Getting started Spell Checking With Apache Lucene and Solr
Introduction
Recently, I did some minor work on improving the usability of the Lucene spell checker (see LUCENE-2479, LUCENE-2608 and the associated Solr work) and it got me thinking that a post on spell checking in Solr would be useful.
For those who aren’t familiar, the notion of spell checking in search (often called Did You Mean?) is slightly different from the notion of simply correcting spelling errors. It’s not that we don’t want to correct misspelled words, it’s more that we want to give suggestions for words that will lead to better results based on the way things are spelled in the index as well as other factors like past user behavior, the “correct” spelling of the word and any other apriori information, such as business goals, we might have. For instance, it may be the case that a word is so often misspelled by writers in your corpus that the best suggestion just might be an incorrectly spelled word, even if the user’s original query was properly spelled! For some background on building the foundation of a spell checker, see Peter Norvig’s excellent post.
Background
To understand spell checking in Solr, it is helpful to know a bit more about what is going on underneath the hood. There are several working parts to the spell checker, some in Solr and some in Lucene.

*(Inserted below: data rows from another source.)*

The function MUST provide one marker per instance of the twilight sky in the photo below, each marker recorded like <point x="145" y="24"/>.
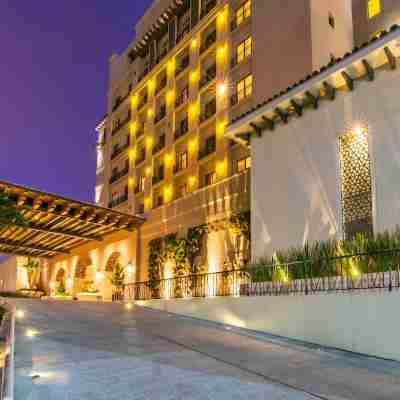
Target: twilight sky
<point x="53" y="82"/>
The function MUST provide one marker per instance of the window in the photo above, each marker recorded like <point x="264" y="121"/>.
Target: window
<point x="244" y="50"/>
<point x="210" y="178"/>
<point x="244" y="88"/>
<point x="243" y="164"/>
<point x="374" y="8"/>
<point x="243" y="12"/>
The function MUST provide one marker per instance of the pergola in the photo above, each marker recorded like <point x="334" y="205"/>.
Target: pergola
<point x="55" y="225"/>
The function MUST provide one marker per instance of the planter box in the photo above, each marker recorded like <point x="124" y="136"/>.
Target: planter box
<point x="89" y="297"/>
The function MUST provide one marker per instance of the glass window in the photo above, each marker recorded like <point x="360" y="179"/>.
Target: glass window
<point x="243" y="12"/>
<point x="374" y="8"/>
<point x="244" y="50"/>
<point x="244" y="88"/>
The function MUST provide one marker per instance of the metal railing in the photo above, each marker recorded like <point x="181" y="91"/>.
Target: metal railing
<point x="380" y="270"/>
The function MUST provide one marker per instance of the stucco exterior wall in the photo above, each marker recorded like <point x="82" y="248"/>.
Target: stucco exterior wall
<point x="295" y="174"/>
<point x="359" y="322"/>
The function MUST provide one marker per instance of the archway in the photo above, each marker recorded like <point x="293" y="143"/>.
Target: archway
<point x="84" y="278"/>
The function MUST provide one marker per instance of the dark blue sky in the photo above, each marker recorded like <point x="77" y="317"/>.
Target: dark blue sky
<point x="53" y="82"/>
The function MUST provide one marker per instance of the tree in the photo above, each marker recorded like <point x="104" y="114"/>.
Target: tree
<point x="118" y="276"/>
<point x="8" y="213"/>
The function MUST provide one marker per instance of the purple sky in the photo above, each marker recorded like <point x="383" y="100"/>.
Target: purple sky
<point x="53" y="82"/>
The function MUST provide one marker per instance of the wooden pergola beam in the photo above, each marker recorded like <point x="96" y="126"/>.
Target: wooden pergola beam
<point x="14" y="244"/>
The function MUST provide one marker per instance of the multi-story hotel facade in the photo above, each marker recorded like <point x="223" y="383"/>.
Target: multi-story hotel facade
<point x="193" y="67"/>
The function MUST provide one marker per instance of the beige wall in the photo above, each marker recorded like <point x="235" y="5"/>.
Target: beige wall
<point x="295" y="183"/>
<point x="358" y="322"/>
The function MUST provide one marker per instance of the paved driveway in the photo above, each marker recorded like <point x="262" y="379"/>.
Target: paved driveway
<point x="71" y="351"/>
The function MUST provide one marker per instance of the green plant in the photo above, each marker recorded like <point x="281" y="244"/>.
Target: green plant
<point x="118" y="276"/>
<point x="9" y="215"/>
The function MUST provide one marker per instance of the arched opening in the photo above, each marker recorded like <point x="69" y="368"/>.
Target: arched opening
<point x="84" y="279"/>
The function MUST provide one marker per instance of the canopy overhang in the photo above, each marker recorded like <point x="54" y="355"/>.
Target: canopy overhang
<point x="55" y="225"/>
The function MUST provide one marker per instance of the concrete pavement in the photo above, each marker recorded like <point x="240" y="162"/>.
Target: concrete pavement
<point x="68" y="351"/>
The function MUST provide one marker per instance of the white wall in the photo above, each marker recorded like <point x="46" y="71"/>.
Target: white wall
<point x="325" y="39"/>
<point x="295" y="182"/>
<point x="360" y="322"/>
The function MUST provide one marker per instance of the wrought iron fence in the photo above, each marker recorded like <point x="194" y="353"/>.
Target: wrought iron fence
<point x="380" y="270"/>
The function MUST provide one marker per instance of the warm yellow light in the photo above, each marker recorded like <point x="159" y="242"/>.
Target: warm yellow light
<point x="132" y="154"/>
<point x="134" y="100"/>
<point x="171" y="67"/>
<point x="221" y="128"/>
<point x="221" y="52"/>
<point x="192" y="145"/>
<point x="168" y="159"/>
<point x="168" y="191"/>
<point x="32" y="333"/>
<point x="192" y="181"/>
<point x="194" y="76"/>
<point x="222" y="168"/>
<point x="169" y="98"/>
<point x="149" y="142"/>
<point x="221" y="89"/>
<point x="221" y="19"/>
<point x="147" y="203"/>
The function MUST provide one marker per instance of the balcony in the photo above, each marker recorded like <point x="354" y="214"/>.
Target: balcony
<point x="183" y="97"/>
<point x="209" y="111"/>
<point x="161" y="114"/>
<point x="143" y="101"/>
<point x="161" y="85"/>
<point x="159" y="176"/>
<point x="182" y="129"/>
<point x="159" y="145"/>
<point x="121" y="124"/>
<point x="116" y="176"/>
<point x="183" y="64"/>
<point x="208" y="149"/>
<point x="209" y="41"/>
<point x="207" y="8"/>
<point x="209" y="76"/>
<point x="120" y="149"/>
<point x="140" y="158"/>
<point x="118" y="201"/>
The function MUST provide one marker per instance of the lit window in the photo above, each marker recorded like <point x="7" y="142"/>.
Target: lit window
<point x="244" y="50"/>
<point x="243" y="12"/>
<point x="243" y="164"/>
<point x="244" y="88"/>
<point x="374" y="8"/>
<point x="209" y="179"/>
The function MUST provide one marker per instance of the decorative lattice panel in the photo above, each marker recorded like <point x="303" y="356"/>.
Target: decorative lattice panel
<point x="355" y="168"/>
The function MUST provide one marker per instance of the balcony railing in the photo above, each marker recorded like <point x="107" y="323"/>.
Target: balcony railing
<point x="120" y="149"/>
<point x="209" y="41"/>
<point x="207" y="7"/>
<point x="118" y="175"/>
<point x="209" y="111"/>
<point x="118" y="201"/>
<point x="159" y="177"/>
<point x="161" y="85"/>
<point x="209" y="76"/>
<point x="121" y="124"/>
<point x="375" y="271"/>
<point x="182" y="129"/>
<point x="208" y="149"/>
<point x="159" y="145"/>
<point x="183" y="64"/>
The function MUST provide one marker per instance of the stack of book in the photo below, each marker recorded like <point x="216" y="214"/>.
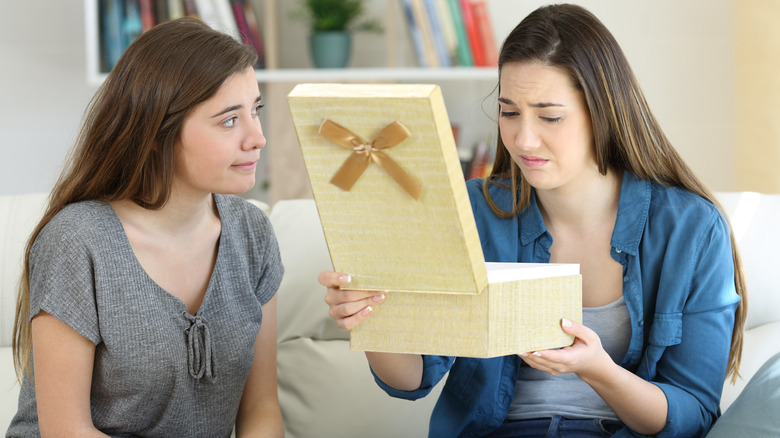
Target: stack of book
<point x="447" y="33"/>
<point x="121" y="21"/>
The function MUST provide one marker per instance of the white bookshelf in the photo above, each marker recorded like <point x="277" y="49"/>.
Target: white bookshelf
<point x="463" y="89"/>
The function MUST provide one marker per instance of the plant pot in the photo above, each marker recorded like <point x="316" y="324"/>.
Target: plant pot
<point x="330" y="49"/>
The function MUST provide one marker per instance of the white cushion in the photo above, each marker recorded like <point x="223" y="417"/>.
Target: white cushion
<point x="19" y="214"/>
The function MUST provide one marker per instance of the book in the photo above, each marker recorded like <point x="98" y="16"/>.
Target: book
<point x="248" y="28"/>
<point x="112" y="40"/>
<point x="485" y="31"/>
<point x="131" y="23"/>
<point x="207" y="12"/>
<point x="463" y="46"/>
<point x="190" y="9"/>
<point x="414" y="31"/>
<point x="470" y="24"/>
<point x="448" y="29"/>
<point x="479" y="161"/>
<point x="226" y="18"/>
<point x="175" y="9"/>
<point x="437" y="34"/>
<point x="161" y="11"/>
<point x="146" y="7"/>
<point x="426" y="33"/>
<point x="396" y="216"/>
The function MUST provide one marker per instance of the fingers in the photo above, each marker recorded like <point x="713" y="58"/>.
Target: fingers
<point x="333" y="279"/>
<point x="347" y="307"/>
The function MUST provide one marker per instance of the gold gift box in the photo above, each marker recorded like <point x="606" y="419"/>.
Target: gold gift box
<point x="396" y="216"/>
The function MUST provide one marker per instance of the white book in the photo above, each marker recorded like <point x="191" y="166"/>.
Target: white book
<point x="503" y="272"/>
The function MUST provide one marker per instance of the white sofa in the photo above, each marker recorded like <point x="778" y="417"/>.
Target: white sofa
<point x="325" y="389"/>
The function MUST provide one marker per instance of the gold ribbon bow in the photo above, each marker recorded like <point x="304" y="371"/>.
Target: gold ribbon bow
<point x="363" y="152"/>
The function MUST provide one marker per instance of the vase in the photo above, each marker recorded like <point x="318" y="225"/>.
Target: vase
<point x="330" y="49"/>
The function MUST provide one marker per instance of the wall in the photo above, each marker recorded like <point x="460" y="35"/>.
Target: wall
<point x="682" y="53"/>
<point x="757" y="145"/>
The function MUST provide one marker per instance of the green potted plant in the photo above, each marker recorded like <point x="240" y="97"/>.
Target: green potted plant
<point x="332" y="23"/>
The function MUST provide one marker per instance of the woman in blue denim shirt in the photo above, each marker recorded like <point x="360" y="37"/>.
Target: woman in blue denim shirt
<point x="584" y="174"/>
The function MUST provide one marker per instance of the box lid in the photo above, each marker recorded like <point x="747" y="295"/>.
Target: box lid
<point x="393" y="230"/>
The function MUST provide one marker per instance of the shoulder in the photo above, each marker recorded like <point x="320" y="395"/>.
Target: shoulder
<point x="681" y="207"/>
<point x="79" y="222"/>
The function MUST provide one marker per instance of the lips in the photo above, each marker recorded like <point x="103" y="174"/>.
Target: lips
<point x="249" y="165"/>
<point x="531" y="161"/>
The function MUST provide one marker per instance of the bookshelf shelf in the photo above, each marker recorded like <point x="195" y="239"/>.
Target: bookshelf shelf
<point x="463" y="89"/>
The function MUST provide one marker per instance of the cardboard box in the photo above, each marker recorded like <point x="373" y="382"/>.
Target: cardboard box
<point x="395" y="213"/>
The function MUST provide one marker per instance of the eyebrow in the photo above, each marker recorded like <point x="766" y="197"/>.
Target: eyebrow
<point x="534" y="105"/>
<point x="235" y="107"/>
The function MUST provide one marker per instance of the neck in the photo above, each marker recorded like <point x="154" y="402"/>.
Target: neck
<point x="583" y="206"/>
<point x="183" y="213"/>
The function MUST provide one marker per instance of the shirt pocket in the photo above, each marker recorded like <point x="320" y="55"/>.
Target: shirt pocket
<point x="665" y="332"/>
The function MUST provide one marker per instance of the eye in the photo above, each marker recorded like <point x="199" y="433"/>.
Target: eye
<point x="256" y="109"/>
<point x="231" y="122"/>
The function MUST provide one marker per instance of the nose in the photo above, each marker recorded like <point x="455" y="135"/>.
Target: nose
<point x="253" y="138"/>
<point x="527" y="138"/>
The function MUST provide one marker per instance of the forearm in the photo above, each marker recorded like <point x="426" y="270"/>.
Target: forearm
<point x="640" y="405"/>
<point x="400" y="371"/>
<point x="262" y="421"/>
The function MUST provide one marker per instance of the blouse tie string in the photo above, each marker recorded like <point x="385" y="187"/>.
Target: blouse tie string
<point x="199" y="356"/>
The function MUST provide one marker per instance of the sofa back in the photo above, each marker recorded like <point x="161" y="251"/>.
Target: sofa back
<point x="755" y="219"/>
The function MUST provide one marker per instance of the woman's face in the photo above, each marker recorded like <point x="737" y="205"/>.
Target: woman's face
<point x="221" y="139"/>
<point x="545" y="126"/>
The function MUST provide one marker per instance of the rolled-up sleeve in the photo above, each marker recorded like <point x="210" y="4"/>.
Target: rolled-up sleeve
<point x="694" y="348"/>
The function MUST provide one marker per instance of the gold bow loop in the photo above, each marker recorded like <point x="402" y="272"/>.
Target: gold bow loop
<point x="363" y="153"/>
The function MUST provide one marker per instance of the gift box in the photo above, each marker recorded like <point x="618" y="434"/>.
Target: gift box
<point x="396" y="216"/>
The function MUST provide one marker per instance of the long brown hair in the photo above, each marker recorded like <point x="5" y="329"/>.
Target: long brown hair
<point x="126" y="146"/>
<point x="626" y="135"/>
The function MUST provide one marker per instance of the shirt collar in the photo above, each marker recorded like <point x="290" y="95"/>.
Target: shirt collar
<point x="633" y="205"/>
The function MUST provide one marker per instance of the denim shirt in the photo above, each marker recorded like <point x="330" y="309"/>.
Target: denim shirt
<point x="678" y="284"/>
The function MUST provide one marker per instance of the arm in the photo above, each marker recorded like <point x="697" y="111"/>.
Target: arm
<point x="63" y="361"/>
<point x="259" y="413"/>
<point x="349" y="308"/>
<point x="641" y="405"/>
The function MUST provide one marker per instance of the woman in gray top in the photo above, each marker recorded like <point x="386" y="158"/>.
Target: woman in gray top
<point x="146" y="282"/>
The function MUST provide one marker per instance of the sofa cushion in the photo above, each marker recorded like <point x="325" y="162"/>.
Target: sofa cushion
<point x="19" y="214"/>
<point x="755" y="413"/>
<point x="755" y="220"/>
<point x="326" y="390"/>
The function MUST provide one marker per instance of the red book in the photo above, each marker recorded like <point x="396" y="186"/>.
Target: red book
<point x="485" y="31"/>
<point x="477" y="51"/>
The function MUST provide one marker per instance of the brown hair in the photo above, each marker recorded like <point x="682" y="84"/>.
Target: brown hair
<point x="126" y="146"/>
<point x="626" y="135"/>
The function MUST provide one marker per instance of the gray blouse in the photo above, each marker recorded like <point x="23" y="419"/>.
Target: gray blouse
<point x="542" y="395"/>
<point x="158" y="371"/>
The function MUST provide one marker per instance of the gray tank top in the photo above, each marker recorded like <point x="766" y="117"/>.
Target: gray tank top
<point x="541" y="395"/>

Starting with Solr, the primary mechanism for delivering spelling corrections is through a Search Component called the SpellCheckComponent. It is a highly configurable component that allows an application designer to plug in multiple spell checkers (more in a moment) at configuration time and then receive spelling suggestions from those dictionaries at query time as part of the Solr query response. A spell checker is an implementation of the SolrSpellChecker that, given inputs like a query and other parameters, returns suggestions along with other metadata. There are several spell checkers provided, including ones based off the Lucene spell checker and file based ones. The most commonly used one is the Lucene spell checker, but I’ve implemented others and have seen others do likewise.
Since the Lucene spell checker is the most commonly used one, it is worth digging into a little bit more. The Lucene spell checker comes with the Lucene release and is located in contrib/spellchecker. At a high level, it works by taking an existing field from the main Lucene index and builds a secondary index designed specifically for rapid look up of candidate suggestions. This index, for those who are curious, is built by creating character-based n-grams of the words from the original field. At query time, the word to be checked is appropriately analyzed and then searched against this secondary index. Assuming one or more hits are returned, the candidate word is then compared to the original word using a String distance measure (see org.apache.lucene.search.spell.StringDistance). The distance measure is completely pluggable. There are currently three different measures available: LevensteinDistance, JaroWinklerDistance and NGramDistance. Each one has it’s own merits, so I recommend you try them out to see which gives the best results. Generally speaking, JaroWinkler does a good job in accommodating for the fact that most people get the first few characters of a word right. (Coincidentally, my Taming Text< co-author Tom Morton has written a full chapter on fuzzy string matching, including spell checking, for our book. It is chapter 4 and is currently available in MEAP.) Once the candidates are scored, they are added to a Priority Queue and then the top X results are returned, where X is an input parameter to the method call.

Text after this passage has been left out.